En Seine-Maritime, mobilisation pour l’accompagnement des jeunes majeurs

Le conseil départemental de Seine-Maritime affirme sa volonté de restreindre les mesures d’accompagnement d’accueil provisoire jeunes majeurs (APJM). Les adolescents dépendants de l’Aide sociale à l’enfance (ASE) seraient donc livrés à eux-mêmes dès l’âge de 18 ans et quatre mois, alors que ce dispositif offre la possibilité de prolonger le suivi jusqu’à 21 ans. Groupement de citoyen·nes indigné·es, le collectif APJM 76 demande la révision de cette décision et en appelle à Édouard Philippe par le biais de la pétition intitulée Maintenons un accompagnement éducatif adapté pour les jeunes majeurs issus de l’ASE.

Difficile transition vers l’âge adulte

Leur texte se réfère au rapport publié en 2009 par l’Observatoire national de l’enfance en danger (ONED), Entrer dans l’âge adulte : la préparation et l’accompagnement des jeunes en fin de mesure de protection. L’organisme d’intérêt public était déjà interpellé « par le fait qu’il est demandé aux jeunes sortants des dispositifs de protection de l’enfance, plus vulnérables et disposant de moins de ressources, de faire plus et plus vite que la population générale dans l’accès à l’autonomie ».

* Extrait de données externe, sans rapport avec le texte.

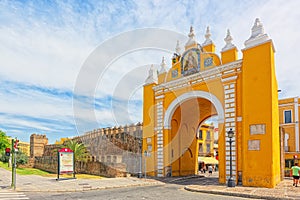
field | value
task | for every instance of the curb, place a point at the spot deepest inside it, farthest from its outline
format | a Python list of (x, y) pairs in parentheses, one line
[(236, 194)]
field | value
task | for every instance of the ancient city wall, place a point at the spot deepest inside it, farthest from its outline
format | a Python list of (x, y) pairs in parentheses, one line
[(113, 151)]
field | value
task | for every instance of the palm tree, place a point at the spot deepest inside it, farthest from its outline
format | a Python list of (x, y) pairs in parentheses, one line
[(80, 151)]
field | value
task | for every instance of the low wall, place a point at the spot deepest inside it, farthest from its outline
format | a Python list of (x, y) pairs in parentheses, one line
[(48, 163)]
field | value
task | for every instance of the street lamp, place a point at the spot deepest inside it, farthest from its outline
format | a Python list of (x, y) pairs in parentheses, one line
[(231, 182), (140, 150)]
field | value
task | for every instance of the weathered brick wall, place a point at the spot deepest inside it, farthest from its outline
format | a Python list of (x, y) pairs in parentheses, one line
[(117, 147)]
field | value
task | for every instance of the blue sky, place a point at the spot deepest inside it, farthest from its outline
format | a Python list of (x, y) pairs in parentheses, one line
[(46, 44)]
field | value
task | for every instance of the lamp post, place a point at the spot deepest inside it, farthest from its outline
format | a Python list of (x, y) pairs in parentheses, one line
[(231, 182), (140, 150)]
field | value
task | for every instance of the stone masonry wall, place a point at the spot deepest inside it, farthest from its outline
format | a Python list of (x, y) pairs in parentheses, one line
[(49, 163)]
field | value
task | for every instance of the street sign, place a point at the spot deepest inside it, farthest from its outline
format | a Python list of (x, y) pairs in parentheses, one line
[(66, 163)]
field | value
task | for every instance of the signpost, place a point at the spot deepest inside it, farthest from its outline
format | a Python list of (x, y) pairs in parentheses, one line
[(146, 154), (14, 149), (66, 163)]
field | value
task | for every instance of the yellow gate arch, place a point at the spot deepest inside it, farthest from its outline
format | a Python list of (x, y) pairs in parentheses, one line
[(200, 84)]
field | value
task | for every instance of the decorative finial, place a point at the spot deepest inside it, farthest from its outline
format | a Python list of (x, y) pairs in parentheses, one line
[(208, 34), (228, 39), (258, 34), (177, 48), (191, 40), (207, 37), (152, 77), (163, 66)]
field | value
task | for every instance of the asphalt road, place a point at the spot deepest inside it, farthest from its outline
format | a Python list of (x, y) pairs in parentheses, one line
[(166, 192)]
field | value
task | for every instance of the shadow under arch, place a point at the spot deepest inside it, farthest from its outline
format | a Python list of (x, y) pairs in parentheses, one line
[(190, 95)]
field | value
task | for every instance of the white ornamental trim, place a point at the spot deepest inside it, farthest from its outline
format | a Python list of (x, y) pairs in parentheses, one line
[(217, 71)]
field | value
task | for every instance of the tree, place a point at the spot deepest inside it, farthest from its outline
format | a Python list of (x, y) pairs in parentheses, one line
[(80, 151), (4, 143)]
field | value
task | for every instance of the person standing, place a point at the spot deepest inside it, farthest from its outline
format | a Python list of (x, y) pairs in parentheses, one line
[(295, 172)]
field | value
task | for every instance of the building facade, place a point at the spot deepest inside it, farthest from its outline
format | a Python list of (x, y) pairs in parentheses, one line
[(289, 121), (206, 139)]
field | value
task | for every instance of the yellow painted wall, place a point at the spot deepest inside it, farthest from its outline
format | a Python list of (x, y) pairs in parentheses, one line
[(260, 106), (229, 55)]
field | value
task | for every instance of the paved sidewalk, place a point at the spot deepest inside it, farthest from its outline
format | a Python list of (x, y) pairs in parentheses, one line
[(33, 183), (283, 190)]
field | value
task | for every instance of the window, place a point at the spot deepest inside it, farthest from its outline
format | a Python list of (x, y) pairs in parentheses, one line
[(207, 148), (208, 135), (200, 135), (287, 116)]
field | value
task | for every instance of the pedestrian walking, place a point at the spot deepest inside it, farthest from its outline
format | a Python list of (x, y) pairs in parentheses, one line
[(295, 172)]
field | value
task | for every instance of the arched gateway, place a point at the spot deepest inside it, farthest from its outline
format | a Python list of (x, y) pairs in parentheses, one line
[(200, 84)]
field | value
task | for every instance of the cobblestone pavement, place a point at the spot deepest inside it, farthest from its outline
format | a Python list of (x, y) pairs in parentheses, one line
[(284, 190), (200, 183)]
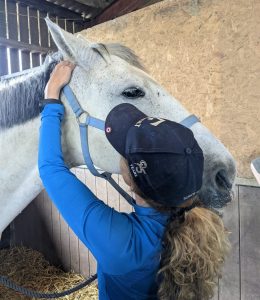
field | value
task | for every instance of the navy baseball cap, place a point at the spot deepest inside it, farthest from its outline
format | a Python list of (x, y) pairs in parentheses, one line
[(163, 156)]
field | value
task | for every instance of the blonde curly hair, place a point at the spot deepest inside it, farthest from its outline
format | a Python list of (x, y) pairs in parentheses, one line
[(195, 245)]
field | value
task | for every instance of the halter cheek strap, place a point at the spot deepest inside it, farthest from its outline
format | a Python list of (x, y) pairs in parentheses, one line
[(84, 120)]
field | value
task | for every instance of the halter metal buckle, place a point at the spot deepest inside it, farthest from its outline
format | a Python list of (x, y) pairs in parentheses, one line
[(82, 118)]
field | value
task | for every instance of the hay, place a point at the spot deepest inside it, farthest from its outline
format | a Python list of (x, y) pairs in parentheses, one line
[(29, 269)]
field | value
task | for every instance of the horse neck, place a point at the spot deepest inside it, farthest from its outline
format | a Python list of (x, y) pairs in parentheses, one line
[(19, 134)]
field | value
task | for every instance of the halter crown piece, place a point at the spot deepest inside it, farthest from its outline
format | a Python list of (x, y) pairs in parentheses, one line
[(100, 124)]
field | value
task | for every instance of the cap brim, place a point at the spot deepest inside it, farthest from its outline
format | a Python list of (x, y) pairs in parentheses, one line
[(120, 119)]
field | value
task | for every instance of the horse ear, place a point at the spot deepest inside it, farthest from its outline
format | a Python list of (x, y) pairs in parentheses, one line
[(67, 43)]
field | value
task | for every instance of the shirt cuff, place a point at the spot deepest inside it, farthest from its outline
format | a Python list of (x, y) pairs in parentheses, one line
[(43, 102)]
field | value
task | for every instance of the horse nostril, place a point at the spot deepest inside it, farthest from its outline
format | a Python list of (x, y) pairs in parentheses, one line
[(222, 180)]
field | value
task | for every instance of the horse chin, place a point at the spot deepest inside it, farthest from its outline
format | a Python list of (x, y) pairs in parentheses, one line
[(215, 199)]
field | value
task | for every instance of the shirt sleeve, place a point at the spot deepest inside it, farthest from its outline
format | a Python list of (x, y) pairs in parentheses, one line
[(107, 233)]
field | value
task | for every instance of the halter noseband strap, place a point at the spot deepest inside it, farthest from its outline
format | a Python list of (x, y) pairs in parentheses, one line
[(100, 124)]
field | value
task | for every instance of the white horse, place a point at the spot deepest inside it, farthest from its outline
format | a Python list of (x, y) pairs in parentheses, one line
[(105, 76)]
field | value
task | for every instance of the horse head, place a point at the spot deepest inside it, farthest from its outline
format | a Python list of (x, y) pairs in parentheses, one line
[(109, 74)]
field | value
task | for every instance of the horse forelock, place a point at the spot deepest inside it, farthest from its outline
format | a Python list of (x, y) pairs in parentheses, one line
[(20, 94), (120, 51)]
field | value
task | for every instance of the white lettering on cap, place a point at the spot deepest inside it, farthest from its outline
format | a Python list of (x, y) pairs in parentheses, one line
[(155, 121)]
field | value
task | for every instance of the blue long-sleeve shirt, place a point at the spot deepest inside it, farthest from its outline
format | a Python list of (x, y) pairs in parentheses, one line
[(126, 246)]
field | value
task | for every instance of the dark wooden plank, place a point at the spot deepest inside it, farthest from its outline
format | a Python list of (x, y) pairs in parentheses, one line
[(229, 285), (65, 244), (249, 202), (124, 205), (74, 252), (113, 195), (25, 56), (12, 21), (23, 24), (101, 189), (91, 184), (116, 9), (61, 22), (45, 6), (84, 260), (53, 19), (74, 246), (2, 19), (84, 264), (3, 59), (14, 60), (56, 234), (69, 26)]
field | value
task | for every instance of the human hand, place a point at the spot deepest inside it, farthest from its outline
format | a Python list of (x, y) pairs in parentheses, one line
[(59, 78)]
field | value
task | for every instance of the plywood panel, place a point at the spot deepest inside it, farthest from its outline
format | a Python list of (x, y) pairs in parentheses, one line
[(229, 285), (3, 57), (65, 244), (207, 58), (249, 201), (2, 19)]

Tenir compte de la réalité

« Cette décision date de plus de cinq ans, nous avons fait en sorte de la rappeler pour que soit travaillée en amont l’orientation vers le droit commun, relativise Geneviève Beridot, sous-directrice de l’ASE de la Seine Maritime. Il faut savoir faire sortir les jeunes de l’ASE, faire confiance à d’autres dispositifs comme les services sociaux de secteur, les missions locales, il y a tout un éventail de possibles vers lesquels il faut apprendre à faire le relais. » Le collectif APJM 76 rétorque que cette directive prévoyant le recours au droit commun « ne tient pas compte de la réalité des délais nécessaires pour accéder à un logement social ou un hébergement en CHRS, obtenir une mesure de tutelle, une notification de la Maison départementale de la personne handicapée, trouver une formation ou un emploi ».

Le risque du sans-abrisme

Signataire de la pétition (ils étaient 1 305 le 17 mai), une éducatrice spécialisée auprès de mineurs placés en famille d’accueil témoigne que « le travail d’accompagnement pour leur majorité est déjà un vrai casse-tête. L’accompagnement à la vie d’adulte prend du temps : études, travail, garantie pour le logement, autonomie financière. Rappelez-vous de vos 18 ans, sans l’aide de vos familles où en seriez-vous ? » Un autre éducateur spécialisé, depuis 40 ans, résume ainsi les raisons de sa signature : « je ne supporterai pas de voir les jeunes que nous avons accompagnés devenir SDF. »

Au département, le danger d’augmenter le nombre d’anciens de l’ASE parmi les personnes sans-abri n’est pas jugé alarmant. Arguant qu’il doit faire face à l’accueil des mineurs non accompagnés et mettre en place de nouveaux dispositifs, il reconnaît du bout des lèvres que c’est une mesure d’économie. La sous-directrice de l’ASE soutient surtout que l’entretien du 17e anniversaire « est un excellent outil pour préparer la sortie de l’ASE ».

Des dispositifs jeunesse fragiles

« On met trop souvent l’accent sur les dysfonctionnements de l’ASE, alors qu’il y a de nombreuses belles réussites, souligne Geneviève Beribot. Actuellement nous avons environ 250 APJM, parfois depuis bien plus que quatre mois. Nous avons aussi des refus de suivi après la majorité, parce qu’ils en ont assez, parce que c’est stigmatisant. Au vu de leur parcours de vie difficile, certains s’en sortiront, d’autres moins. De notre côté, on essaie de faire au mieux avec beaucoup de recul. » Si l’ASE se désengage auprès des jeunes majeurs, il faudra renforcer les dispositifs jeunesse de l’État ou de la Région… déjà saturés.